Les contributions du présent dossier sont issues d’une des premières manifestations du projet lancé par une équipe pluridisciplinaire internationale et portant sur l’histoire du concept de « système planétaire ». Ses initiateurs sont deux chercheurs de l’Université de Toulouse : le planétologue Michel Blanc, de l’Institut de recherche en astrophysique et planétologie de l’Observatoire de Midi-Pyrénées (IRAP, UMR 5277, Université Paul Sabatier /CNRS), et l’historien Didier Foucault, du laboratoire France, Amériques, Espagne, sociétés, pouvoirs, acteurs (FRAMESPA, UMR 5136, Université Toulouse Jean Jaurès/CNRS).

L’objectif principal de ce groupe est l’organisation d’un colloque international à l’horizon 2020, et la publication des résultats. Signalons quelques-unes des rencontres qui ont déjà eu lieu : le 3 mars 2017 à Washington D. C., le 7 mars 2017 à Pékin, le 11 septembre 2017 à Pasadena. Les communications qui suivent ont quant à elles été présentées le 14 décembre 2017 lors d’un séminaire du master « Histoire et patrimoine de l’aéronautique et de l’espace », dirigé par Jean-Marc Olivier à l’Université Toulouse-Jean Jaurès. De manière globale, ce projet souhaite aborder la thématique des systèmes planétaires du triple point de vue de la recherche actuelle en planétologie, des racines historiques des concepts sous-tendant le paradigme des systèmes planétaires dans les différentes cultures et jusqu’à l’ère spatiale, et enfin des expressions artistiques et littéraires que le concept de système planétaire et ses différentes réalisations ont inspirées.

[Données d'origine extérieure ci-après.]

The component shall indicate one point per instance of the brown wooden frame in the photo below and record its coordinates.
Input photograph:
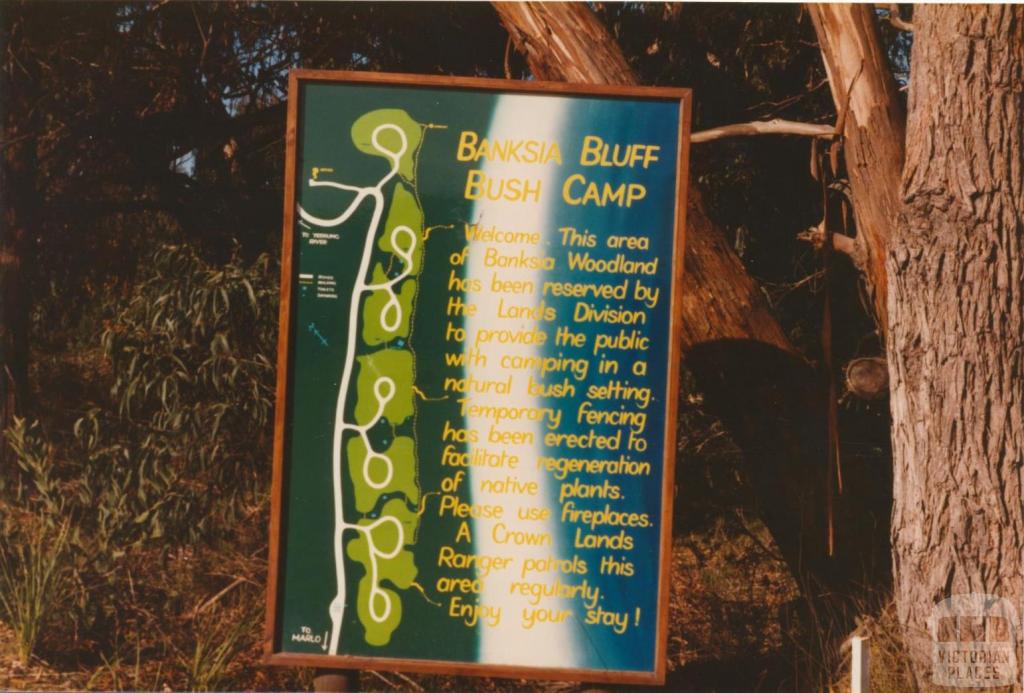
(684, 96)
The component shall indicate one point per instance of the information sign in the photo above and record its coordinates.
(477, 376)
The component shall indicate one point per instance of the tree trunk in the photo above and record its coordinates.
(752, 377)
(956, 318)
(873, 132)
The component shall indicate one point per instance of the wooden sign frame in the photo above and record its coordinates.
(274, 656)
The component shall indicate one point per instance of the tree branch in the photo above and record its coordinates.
(772, 127)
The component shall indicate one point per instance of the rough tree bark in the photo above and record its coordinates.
(875, 131)
(751, 375)
(956, 317)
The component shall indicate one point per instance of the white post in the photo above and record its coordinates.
(860, 672)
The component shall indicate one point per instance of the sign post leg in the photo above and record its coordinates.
(336, 681)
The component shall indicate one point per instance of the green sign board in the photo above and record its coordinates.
(477, 377)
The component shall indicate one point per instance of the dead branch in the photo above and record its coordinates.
(772, 127)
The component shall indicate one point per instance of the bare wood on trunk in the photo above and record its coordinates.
(956, 318)
(742, 360)
(873, 131)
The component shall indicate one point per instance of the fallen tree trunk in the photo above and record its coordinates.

Avant Copernic et les savants qui lui ont emboîté le pas pour faire triompher le schéma héliocentrique, les astronomes (tout au moins ceux qui se sont situés dans le sillage des Grecs) ont certes identifié les planètes comme des astres errants, distincts des étoiles, et ont tenté de les inclure dans un Cosmos organisé comme un système structuré ; néanmoins, le « système du monde » géocentrique qu’ils ont adopté, parce qu’il ne distinguait pas les phénomènes purement stellaires de l’ensemble formé par les planètes et le Soleil, n’a pu constituer qu’une ébauche imparfaite de la notion de système planétaire.

Par la suite, alors que le système solaire a polarisé une grande partie des investigations cosmologiques jusque loin dans le xxe siècle, l’expression « système planétaire », si elle n’était pas absente des textes scientifiques, ne présentait guère d’intérêt pour les savants. Tout au plus pouvait-on, grâce à Newton, qui plaçait toute la mécanique céleste sous des lois uniques, l’étendre aux systèmes formés pas les planètes pourvues de satellites.

Depuis moins d’un quart de siècle, la découverte des exoplanètes et la mise en évidence de nombreux systèmes planétaires de plus en plus complexes et distincts du modèle solaire, ont ouvert de nouveaux horizons de recherche. La communauté scientifique se trouve ainsi confrontée à des défis épistémologiques qui ne peuvent faire l’économie d’une plongée dans le passé récent comme ancien de cette notion. Baliser le champ de cette enquête historique, en déterminer les enjeux et poser les exigences méthodologiques qu’elle implique, tel est le propos de l’exposé introductif de Didier Foucault, qui a par-là même une portée plus vaste que de simplement annoncer les textes ici présentés.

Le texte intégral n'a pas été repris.